The appellants were all members of a Brazilian family who arrived in Ireland at various dates between 2002 and 2007. The father had arrived in Ireland lawfully on a work permit in 2002. It expired in 2003. Nevertheless he remained in the State, continued initially to work and paid all appropriate taxes without the relevant immigration permission. His unlawful status was discovered in 2007 and culminated in the making of a deportation order against him in 2012. The mother arrived in the State in 2003 for the purpose of a holiday with her brother who was in the State on a work permit. Their five children arrived in 2006 and 2007, accompanied by their uncle. They all remained in the State unlawfully and, after their existence came to the Minister’s attention, he ultimately made deportation orders in respect of them.
Three grounds arose on the appeal, which focused on the children’s rights. First, it was said that the making of the orders breached a personal right to a private life in the State under Article 40.3 of the Constitution. Secondly, it was said that the Minister was obliged under s. 3 of the Immigration Act 1999, when construed in accordance with Article 3(1) of the UN Convention on the Rights of the Child (UNCRC), to consider and treat as a primary consideration the best interests of the child when deciding whether or not to deport a child. Thirdly, whether the Minister adopted the correct approach in determining whether article 8 of the European Convention on Human Rights (ECHR) was engaged in relation to whether there was a potential interference with the children’s right to private life.
The Court of Appeal dismissed the appellants’ appeal.
On the first ground, the Court of Appeal upheld the High Court’s decision that the children, as they were not citizens of the State, could not have a personal right within the meaning of Article 40.3 to remain in the State and/or participate in community life in the State. Such rights only arose for non Irish citizens when they were given a right by law or executive decision to live in the State.
Turning to the second ground, the Court of Appeal upheld as correct the High Court’s conclusion that s. 3(6)(a) of the Act of 1999, which obliged the Minister to take account of an applicant’s age when deciding whether or not to make a deportation order against him or her, did not require him, when dealing with a minor applicant, to treat as a primary consideration the best interests of that child or, alternatively, to decide expressly whether deportation would be consistent with its best interests.

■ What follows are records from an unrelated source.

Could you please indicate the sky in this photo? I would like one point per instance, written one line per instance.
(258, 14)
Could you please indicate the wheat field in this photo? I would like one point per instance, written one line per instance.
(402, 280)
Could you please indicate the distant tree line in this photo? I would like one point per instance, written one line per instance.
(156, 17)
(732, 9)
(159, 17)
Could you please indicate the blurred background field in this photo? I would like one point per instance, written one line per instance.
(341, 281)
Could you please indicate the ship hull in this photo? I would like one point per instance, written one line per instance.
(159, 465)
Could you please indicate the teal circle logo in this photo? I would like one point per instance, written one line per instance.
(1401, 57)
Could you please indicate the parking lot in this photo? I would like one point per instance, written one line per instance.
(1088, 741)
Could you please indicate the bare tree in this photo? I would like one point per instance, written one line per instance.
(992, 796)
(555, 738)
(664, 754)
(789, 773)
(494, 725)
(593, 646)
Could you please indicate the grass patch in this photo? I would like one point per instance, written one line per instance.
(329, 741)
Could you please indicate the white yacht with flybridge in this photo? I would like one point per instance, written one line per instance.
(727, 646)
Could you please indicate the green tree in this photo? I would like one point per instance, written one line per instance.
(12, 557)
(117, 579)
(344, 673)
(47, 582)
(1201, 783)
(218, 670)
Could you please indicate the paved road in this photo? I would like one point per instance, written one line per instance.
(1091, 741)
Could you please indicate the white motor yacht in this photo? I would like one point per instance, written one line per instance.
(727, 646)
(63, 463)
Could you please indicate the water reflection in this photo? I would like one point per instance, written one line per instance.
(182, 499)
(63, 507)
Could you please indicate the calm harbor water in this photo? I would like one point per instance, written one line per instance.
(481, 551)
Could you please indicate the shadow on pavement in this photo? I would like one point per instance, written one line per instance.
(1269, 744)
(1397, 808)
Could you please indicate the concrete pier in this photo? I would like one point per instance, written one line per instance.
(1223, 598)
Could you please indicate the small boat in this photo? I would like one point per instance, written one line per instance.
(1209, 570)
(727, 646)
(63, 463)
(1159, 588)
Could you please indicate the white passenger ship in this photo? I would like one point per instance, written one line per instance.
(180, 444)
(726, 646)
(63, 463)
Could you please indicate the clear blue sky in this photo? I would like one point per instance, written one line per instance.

The UNCRC, although ratified by the State, had not been implemented by an Act of the Oireachtas and therefore did not form part of the domestic law of the State pursuant to Article 29.6 of the Constitution. That conclusion was reinforced by Article 42A of the Constitution. It required that laws be enacted in respect of a number of decisions to provide that the best interests of the child should be “the paramount consideration” when making them, but the decisions listed did not include the deportation of a child. In making a deportation order, the Minister had, however, to have regard pursuant to s. 3(6) to a number of factors (in particular the family circumstances) which related to the child’s welfare or best interests and, in reaching his decision, to take them into account. The Charter of Fundamental Rights had no applicability to the making of deportation orders either.
Thirdly, it upheld the High Court’s finding that the Minister’s conclusion that the alleged interference with the right to private life under Article 8 did not have consequences of such gravity potentially to engage its operation was reasonable on the facts before him.
The Court of Appeal accordingly dismissed the appellants’ appeal.